CSV.foreach(csv_dir, headers: true, header_converters: :symbol) do |row|
  user = User.create(row)
end

This code sample would technically work in importing a list of user data from the CSV file and creating user records. However, if there are a large amounts of user data, let's say millions of rows, the above code may take awhile to run. Also, if the User model has a lot of ActiveRecord callbacks, we would take a large performance hit due to the fact that we need to go through the ActiveRecord abstraction layer.

How do we get around this issue and copy data to/from the database faster? Well, turns out PostgreSQL has a neat little feature called COPY that can do this super fast. The link to the PostgreSQL documentation on COPY is below.

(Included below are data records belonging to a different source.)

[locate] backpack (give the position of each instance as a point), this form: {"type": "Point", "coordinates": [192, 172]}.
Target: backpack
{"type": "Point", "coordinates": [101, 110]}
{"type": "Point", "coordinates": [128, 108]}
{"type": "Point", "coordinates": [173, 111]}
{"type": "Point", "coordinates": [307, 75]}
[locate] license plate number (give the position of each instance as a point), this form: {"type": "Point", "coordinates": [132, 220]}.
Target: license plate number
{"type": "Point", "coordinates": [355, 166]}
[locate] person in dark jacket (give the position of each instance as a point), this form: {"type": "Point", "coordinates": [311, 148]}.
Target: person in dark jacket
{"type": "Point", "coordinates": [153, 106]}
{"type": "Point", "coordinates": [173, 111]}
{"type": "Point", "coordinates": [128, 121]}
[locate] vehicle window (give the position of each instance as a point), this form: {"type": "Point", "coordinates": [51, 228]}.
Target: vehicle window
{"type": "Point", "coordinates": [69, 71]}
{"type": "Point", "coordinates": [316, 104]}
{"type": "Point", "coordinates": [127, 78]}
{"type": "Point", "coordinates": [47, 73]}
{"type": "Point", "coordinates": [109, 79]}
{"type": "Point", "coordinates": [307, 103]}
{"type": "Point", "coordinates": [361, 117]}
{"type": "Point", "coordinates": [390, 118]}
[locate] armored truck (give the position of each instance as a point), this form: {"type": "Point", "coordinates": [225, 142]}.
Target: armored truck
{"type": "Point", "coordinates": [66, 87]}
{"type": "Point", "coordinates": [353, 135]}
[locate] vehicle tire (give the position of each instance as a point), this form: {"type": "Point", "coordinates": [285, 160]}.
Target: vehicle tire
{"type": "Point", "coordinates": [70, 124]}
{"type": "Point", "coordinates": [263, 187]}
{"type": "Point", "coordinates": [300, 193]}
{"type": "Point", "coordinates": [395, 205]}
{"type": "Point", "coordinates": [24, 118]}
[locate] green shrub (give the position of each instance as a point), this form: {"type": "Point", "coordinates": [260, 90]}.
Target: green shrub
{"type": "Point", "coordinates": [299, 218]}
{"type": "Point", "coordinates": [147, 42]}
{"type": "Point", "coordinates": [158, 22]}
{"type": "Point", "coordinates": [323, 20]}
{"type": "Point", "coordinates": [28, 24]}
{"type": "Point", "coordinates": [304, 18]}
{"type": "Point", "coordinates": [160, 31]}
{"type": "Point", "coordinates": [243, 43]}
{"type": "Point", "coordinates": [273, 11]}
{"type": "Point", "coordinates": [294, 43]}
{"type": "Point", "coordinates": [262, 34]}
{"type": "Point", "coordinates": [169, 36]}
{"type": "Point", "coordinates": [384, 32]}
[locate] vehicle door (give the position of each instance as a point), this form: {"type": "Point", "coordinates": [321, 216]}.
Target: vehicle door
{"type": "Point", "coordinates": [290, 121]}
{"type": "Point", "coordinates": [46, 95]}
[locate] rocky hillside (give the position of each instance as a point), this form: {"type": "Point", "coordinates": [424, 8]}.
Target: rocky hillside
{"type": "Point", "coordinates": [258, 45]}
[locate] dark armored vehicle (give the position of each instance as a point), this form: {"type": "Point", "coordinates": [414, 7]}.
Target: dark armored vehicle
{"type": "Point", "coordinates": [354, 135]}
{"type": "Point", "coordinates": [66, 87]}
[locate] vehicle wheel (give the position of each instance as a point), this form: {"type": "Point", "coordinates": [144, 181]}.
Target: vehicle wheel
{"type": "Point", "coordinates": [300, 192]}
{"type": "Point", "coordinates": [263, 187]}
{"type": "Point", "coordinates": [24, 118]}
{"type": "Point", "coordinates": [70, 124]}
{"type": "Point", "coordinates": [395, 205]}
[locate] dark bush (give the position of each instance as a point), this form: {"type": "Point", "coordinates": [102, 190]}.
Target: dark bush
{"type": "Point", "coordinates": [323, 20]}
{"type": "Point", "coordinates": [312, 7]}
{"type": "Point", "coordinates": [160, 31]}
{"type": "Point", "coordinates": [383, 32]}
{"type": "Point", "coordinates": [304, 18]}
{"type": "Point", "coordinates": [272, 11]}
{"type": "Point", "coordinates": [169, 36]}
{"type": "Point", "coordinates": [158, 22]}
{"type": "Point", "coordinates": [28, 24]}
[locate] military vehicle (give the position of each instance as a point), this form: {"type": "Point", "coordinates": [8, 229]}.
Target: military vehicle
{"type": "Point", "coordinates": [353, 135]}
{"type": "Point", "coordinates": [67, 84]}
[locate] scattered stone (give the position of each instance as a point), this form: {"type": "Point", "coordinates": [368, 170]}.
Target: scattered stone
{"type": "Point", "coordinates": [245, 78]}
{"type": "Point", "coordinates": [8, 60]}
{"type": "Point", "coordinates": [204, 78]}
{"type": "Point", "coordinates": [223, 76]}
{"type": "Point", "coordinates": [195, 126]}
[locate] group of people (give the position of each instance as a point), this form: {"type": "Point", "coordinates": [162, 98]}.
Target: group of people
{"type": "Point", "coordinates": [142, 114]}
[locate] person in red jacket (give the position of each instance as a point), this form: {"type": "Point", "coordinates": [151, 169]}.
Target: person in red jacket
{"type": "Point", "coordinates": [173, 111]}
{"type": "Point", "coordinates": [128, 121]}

https://www.postgresql.org/docs/9.6/static/sql-copy.html

Basically, you can copy to and from a database table. Let's convert the above script into utilizing the COPY feature.

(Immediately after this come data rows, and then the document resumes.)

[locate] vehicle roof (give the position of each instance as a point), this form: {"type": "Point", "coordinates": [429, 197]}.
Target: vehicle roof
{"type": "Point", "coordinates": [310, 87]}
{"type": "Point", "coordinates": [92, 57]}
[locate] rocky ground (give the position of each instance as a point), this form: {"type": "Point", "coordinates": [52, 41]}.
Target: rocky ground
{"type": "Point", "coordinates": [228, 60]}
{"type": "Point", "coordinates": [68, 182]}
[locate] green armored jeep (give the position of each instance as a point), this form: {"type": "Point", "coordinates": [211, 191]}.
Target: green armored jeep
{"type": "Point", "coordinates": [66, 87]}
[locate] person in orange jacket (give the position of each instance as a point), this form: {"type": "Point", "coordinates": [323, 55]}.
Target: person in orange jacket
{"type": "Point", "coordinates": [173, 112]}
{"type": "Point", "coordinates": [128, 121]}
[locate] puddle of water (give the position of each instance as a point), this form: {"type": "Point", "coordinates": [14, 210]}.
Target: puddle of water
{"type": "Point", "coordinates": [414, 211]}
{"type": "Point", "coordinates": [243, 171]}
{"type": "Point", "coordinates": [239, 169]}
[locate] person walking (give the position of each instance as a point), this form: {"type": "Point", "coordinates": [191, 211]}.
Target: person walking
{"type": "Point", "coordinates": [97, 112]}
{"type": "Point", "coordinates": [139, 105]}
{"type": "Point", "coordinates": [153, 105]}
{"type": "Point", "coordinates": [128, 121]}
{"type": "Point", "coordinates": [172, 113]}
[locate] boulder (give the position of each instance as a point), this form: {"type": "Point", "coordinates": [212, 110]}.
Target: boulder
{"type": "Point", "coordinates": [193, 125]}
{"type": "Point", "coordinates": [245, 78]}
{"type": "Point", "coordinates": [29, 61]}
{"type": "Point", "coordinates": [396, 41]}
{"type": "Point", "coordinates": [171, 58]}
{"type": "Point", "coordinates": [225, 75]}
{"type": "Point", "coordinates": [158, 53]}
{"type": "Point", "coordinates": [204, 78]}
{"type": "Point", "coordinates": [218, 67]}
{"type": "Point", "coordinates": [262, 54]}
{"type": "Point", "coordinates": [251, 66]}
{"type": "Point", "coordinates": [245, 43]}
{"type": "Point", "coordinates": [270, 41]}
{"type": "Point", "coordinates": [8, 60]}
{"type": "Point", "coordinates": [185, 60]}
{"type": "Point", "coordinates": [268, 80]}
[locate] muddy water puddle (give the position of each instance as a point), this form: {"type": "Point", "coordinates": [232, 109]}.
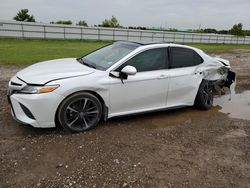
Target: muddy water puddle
{"type": "Point", "coordinates": [235, 106]}
{"type": "Point", "coordinates": [183, 116]}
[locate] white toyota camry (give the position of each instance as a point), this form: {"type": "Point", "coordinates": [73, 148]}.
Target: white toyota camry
{"type": "Point", "coordinates": [119, 79]}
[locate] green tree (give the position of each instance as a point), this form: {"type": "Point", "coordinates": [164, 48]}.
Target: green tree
{"type": "Point", "coordinates": [237, 30]}
{"type": "Point", "coordinates": [65, 22]}
{"type": "Point", "coordinates": [82, 23]}
{"type": "Point", "coordinates": [23, 15]}
{"type": "Point", "coordinates": [112, 22]}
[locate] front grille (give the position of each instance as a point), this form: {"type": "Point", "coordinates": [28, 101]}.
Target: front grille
{"type": "Point", "coordinates": [27, 111]}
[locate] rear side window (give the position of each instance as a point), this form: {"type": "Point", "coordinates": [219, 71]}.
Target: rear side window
{"type": "Point", "coordinates": [154, 59]}
{"type": "Point", "coordinates": [184, 57]}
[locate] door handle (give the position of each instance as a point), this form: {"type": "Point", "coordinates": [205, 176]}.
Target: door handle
{"type": "Point", "coordinates": [199, 72]}
{"type": "Point", "coordinates": [162, 77]}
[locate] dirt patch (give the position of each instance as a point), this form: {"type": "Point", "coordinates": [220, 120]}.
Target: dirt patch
{"type": "Point", "coordinates": [178, 148]}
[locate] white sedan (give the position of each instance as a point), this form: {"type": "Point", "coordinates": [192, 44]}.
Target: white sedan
{"type": "Point", "coordinates": [119, 79]}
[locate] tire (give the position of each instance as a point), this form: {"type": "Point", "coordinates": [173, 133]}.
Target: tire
{"type": "Point", "coordinates": [80, 112]}
{"type": "Point", "coordinates": [205, 96]}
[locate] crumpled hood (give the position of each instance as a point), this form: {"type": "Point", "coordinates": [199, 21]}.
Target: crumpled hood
{"type": "Point", "coordinates": [41, 73]}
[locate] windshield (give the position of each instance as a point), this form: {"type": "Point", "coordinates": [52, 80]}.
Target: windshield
{"type": "Point", "coordinates": [107, 56]}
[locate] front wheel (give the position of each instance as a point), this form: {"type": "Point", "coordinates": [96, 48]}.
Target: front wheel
{"type": "Point", "coordinates": [204, 97]}
{"type": "Point", "coordinates": [80, 112]}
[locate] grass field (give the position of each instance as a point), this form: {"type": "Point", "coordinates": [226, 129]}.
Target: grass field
{"type": "Point", "coordinates": [24, 52]}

csv_dir = Rails.root.join('users.csv')
sql = "COPY users (id, first_name, last_name, email, gender) FROM '#{csv_dir}' HEADER CSV"
ActiveRecord::Base.connection.execute(sql)

The above will execute in seconds instead of potential hours. It is much faster. The first users refers to the table name and the columns list in the parenthesis refers to the users table's columns. You can actually omit the columns list and PostgreSQL will just figure it out if you have the HEADER CSV parameters set like the example above, but I like a bit more specificity in my COPY statements.

One issue you may run into if you try executing the above in a production environment where you have the CSV file in the application directory is that PostgreSQL's COPY commands are read and written directly by the server. Which means that the CSV file must reside on the server where the database resides. In a typical production environment, this will not be the case since the application server and the database server will live on separate servers. Fortunately, there's an easy way to get around this issue. Take a look at the modified script below.

csv_dir = Rails.root.join('users.csv')

conn = ActiveRecord::Base.connection
rc = conn.raw_connection
rc.exec("COPY users (id, first_name, last_name, email, gender) FROM STDIN WITH HEADER CSV")

file = File.open(csv_dir, 'r')
while !file.eof?
  rc.put_copy_data(file.readline)
end

rc.put_copy_end

while res = rc.get_result
  if e_message = res.error_message
    p e_message
  end
end

This script is now longer than the first example, but it allows you to copy CSV data that lives on the application server into the database in a separate server. So, if you ever do data seeding type of work in migration files in production environments, you would want to go with the example script above.

There's the last "gotcha" that you might run into when using the COPY feature with Ruby on Rails. Database tables that map to ActiveRecord models in typical Rails application generally have the created_at and updated_at columns that cannot be null. If you use the COPY feature above, you may run into a situation where the script fails because the created_at and updated_at columns cannot be null. This won't be an issue if your CSV files have this data set defined, but it most likely won't. To get around this issue, generate a migration that will set all new database entries with created_at and updated_at columns to the current datetime.

class AlterTimestampTables < ActiveRecord::Migration[6.0]
  def change
    change_column :users, :created_at, :datetime, default: -> { 'CURRENT_TIMESTAMP' }
    change_column :users, :updated_at, :datetime, default: -> { 'CURRENT_TIMESTAMP' }
  end
end

Exporting data out to a CSV file

Now, what about exporting data out a CSV? This is pretty straightforward.

COPY (SELECT "users".* FROM "users" ) TO 'users.csv' WITH DELIMITER ',' CSV HEADER

Yep, that's literally it. You can write any SQL statement you want within the parameters.

Rails gem to help simplify this process

Some developers are either not comfortable with writing raw SQL statements or they simply prefer the abstraction that modern ORMS provide. If you prefer performing the above operations in pretty Ruby code, there's a gem called postgres-copy that provides this abstraction layer.

https://github.com/diogob/postgres-copy

I personally haven't used the gem yet because I feel fine writing raw COPY statements, but for those who prefer writing the above operations in Ruby should try the above gem.